Sep 25, 2016 04:00 AM EDT

A new research has revealed that the amount of atmospheric oxygen has dropped over the past million years or so. Is it something to be worried about?

Scientists of Princeton University gathered some ancient ice core samples from Antarctica and Greenland to explain this drop. Their findings were published in the journal Science.

In detail, the world has lost 0.7 percent atmospheric oxygen over the past 800,000 years. Even more alarming is the oxygen sink, processes that removed oxygen from the air, are even consuming bigger what the sources of oxygen have given out; 1.7 percent to be exact.

According to the researchers, there are two possible reasons for this. First, it is because of the increasing amount of pyrite by either Neogene cooling or increasing Pleistocene erosion rates over the past years.

Erosion exposes pyrite and other organic carbon into air. Previous studies have shown pyrite and organic carbon react with oxygen, causing it to be absorbed from the air.

Another explanation is the increasing microbe activity of ocean-consuming organisms, as brought by a cooling ocean.

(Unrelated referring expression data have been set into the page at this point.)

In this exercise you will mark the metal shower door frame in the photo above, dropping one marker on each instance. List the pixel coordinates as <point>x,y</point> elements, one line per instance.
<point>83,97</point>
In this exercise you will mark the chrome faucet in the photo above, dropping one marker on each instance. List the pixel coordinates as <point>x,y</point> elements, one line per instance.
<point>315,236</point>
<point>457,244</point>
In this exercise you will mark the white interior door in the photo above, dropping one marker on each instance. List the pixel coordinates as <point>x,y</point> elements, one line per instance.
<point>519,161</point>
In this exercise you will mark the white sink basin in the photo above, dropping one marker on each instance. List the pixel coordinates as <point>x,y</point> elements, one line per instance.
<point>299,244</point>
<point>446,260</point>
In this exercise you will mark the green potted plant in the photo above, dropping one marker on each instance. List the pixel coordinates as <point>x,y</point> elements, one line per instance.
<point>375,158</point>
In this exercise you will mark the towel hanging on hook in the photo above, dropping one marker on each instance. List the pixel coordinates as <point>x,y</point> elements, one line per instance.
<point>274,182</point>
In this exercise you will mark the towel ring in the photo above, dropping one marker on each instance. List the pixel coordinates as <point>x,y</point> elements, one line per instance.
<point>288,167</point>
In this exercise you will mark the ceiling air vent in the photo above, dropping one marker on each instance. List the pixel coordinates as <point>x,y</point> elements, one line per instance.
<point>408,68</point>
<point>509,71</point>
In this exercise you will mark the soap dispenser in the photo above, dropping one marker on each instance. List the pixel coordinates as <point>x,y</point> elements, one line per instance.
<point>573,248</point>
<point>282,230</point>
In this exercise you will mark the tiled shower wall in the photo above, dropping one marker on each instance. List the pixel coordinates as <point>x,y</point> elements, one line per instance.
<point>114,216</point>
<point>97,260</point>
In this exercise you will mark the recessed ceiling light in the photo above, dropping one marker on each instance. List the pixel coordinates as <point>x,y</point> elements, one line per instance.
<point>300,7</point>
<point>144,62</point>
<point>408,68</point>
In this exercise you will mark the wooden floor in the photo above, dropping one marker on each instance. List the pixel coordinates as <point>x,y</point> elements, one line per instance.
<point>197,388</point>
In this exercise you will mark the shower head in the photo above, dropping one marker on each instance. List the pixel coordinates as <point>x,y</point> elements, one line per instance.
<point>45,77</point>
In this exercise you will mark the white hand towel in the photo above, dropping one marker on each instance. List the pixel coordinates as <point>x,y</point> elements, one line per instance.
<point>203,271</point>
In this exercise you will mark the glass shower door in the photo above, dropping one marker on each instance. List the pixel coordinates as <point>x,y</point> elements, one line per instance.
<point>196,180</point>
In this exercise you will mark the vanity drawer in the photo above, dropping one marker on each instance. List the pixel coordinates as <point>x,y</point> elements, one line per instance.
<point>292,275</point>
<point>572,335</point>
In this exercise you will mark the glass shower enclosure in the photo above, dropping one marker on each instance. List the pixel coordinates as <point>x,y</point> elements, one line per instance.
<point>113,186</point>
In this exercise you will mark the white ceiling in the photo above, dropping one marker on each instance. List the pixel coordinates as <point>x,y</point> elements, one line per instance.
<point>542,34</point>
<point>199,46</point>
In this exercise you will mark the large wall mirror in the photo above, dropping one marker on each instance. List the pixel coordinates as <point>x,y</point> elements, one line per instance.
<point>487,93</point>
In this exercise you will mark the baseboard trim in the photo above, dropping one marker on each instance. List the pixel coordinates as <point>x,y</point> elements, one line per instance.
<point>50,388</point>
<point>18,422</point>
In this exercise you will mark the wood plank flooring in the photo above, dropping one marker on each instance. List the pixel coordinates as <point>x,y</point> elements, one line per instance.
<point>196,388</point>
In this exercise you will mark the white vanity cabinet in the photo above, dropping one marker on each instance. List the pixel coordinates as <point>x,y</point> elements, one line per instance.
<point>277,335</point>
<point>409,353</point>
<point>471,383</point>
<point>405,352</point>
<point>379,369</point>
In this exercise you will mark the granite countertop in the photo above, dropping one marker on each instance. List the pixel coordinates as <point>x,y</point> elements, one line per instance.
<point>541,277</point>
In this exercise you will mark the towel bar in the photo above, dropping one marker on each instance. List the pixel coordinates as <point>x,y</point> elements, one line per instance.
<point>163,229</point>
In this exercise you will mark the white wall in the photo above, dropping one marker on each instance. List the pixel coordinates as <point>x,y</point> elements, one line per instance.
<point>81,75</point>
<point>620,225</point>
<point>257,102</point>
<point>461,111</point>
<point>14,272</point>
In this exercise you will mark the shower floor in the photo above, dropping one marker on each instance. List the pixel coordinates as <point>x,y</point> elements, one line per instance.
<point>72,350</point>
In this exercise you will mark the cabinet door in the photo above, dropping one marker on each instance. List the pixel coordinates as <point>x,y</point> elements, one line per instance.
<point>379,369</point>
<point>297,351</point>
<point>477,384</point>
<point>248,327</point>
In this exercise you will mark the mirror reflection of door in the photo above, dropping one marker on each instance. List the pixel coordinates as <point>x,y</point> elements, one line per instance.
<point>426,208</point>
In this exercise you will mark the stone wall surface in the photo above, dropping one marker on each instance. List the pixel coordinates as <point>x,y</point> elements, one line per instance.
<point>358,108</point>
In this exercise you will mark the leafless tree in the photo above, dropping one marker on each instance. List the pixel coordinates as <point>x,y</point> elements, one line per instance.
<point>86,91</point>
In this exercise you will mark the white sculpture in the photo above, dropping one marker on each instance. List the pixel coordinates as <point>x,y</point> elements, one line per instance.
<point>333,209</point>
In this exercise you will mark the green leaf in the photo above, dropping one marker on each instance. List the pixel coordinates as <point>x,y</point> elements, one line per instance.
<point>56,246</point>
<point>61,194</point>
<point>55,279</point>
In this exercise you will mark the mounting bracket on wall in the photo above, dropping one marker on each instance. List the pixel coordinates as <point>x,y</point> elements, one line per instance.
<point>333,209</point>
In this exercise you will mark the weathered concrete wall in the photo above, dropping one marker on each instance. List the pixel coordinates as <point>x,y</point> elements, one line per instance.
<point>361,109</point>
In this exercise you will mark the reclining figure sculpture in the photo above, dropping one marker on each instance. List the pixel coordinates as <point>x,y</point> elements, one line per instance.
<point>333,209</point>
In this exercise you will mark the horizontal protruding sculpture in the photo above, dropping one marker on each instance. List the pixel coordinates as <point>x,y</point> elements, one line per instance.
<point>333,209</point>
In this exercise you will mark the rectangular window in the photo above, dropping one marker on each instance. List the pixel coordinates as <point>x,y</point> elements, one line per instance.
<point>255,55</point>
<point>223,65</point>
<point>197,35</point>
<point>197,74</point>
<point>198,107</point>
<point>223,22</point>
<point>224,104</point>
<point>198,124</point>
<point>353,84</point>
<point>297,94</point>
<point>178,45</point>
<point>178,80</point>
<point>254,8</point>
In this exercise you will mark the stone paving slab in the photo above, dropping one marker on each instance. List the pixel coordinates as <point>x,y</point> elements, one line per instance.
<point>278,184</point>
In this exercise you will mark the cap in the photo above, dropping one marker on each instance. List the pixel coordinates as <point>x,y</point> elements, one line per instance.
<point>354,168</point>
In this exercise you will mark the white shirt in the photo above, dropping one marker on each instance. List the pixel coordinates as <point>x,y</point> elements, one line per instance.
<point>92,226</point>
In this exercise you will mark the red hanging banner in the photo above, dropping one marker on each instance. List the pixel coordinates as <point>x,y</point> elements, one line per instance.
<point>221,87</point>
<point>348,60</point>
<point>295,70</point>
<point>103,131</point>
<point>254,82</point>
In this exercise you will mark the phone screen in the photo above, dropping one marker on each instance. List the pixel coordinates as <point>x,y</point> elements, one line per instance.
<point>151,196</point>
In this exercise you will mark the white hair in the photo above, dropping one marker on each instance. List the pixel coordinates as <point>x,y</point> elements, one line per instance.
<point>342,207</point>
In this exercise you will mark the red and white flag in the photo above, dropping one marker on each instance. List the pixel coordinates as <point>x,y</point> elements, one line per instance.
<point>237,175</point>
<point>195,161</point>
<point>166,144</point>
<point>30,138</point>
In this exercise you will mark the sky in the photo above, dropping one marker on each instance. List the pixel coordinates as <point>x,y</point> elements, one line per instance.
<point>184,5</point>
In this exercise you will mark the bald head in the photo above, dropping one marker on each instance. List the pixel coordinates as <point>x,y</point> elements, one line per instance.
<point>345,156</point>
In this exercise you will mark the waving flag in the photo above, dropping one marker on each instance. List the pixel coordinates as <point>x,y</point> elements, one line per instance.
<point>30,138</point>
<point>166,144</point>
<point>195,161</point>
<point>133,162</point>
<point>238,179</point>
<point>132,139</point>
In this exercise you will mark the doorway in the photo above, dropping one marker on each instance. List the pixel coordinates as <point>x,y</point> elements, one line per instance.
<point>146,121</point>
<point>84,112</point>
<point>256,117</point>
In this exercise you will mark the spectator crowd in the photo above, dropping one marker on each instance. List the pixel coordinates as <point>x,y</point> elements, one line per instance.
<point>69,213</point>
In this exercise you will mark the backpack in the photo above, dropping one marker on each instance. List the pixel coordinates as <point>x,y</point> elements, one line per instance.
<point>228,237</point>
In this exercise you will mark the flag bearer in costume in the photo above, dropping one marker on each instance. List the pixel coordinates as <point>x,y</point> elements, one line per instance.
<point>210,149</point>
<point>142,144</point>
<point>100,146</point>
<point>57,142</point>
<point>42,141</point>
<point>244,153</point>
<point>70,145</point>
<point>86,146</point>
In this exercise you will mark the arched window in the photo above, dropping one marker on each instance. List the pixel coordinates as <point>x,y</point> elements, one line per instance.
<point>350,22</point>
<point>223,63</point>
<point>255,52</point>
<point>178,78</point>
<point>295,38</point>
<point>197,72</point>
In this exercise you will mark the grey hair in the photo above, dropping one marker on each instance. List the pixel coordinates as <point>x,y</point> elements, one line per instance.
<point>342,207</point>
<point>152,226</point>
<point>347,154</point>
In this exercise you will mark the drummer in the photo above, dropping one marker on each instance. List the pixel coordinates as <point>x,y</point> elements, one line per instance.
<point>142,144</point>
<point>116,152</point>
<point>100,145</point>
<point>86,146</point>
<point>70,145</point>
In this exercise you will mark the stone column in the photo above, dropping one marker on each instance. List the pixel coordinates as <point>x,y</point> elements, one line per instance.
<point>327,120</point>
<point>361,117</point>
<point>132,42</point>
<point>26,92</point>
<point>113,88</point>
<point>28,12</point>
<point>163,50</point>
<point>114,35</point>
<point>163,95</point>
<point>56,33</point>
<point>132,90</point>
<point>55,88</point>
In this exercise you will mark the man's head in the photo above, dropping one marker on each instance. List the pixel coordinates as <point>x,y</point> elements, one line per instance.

"Alternatively, when the ocean cools, as it has done over the past 15 million years, before fossil fuel burning, the solubility of oxygen in the ocean increases. That is, the oceans can store more oxygen at colder temperatures for a given concentration of oxygen in the atmosphere," University geologist Daniel Stolper told Live Science.

As a result, oxygen-dependent microbes in the ocean and in sediments (areas that are often with less oxygen) can then become more dynamic and their rates of consuming this oxygen will become ultimately high, leaving less of it in the atmosphere.

Talking to Gizmodo, Stolper also said long term climate change could drive more cooling oceans.

So, is this something the people depending on oxygen should be worried about? Stolper told Gizmodo although we are consuming oxygen at a rate a factor of a thousand times faster than before, we are still not running out of oxygen to breathe, noting in the study that the depletion of oxygen is comparable to riding an elevator to the 30th floor of a building.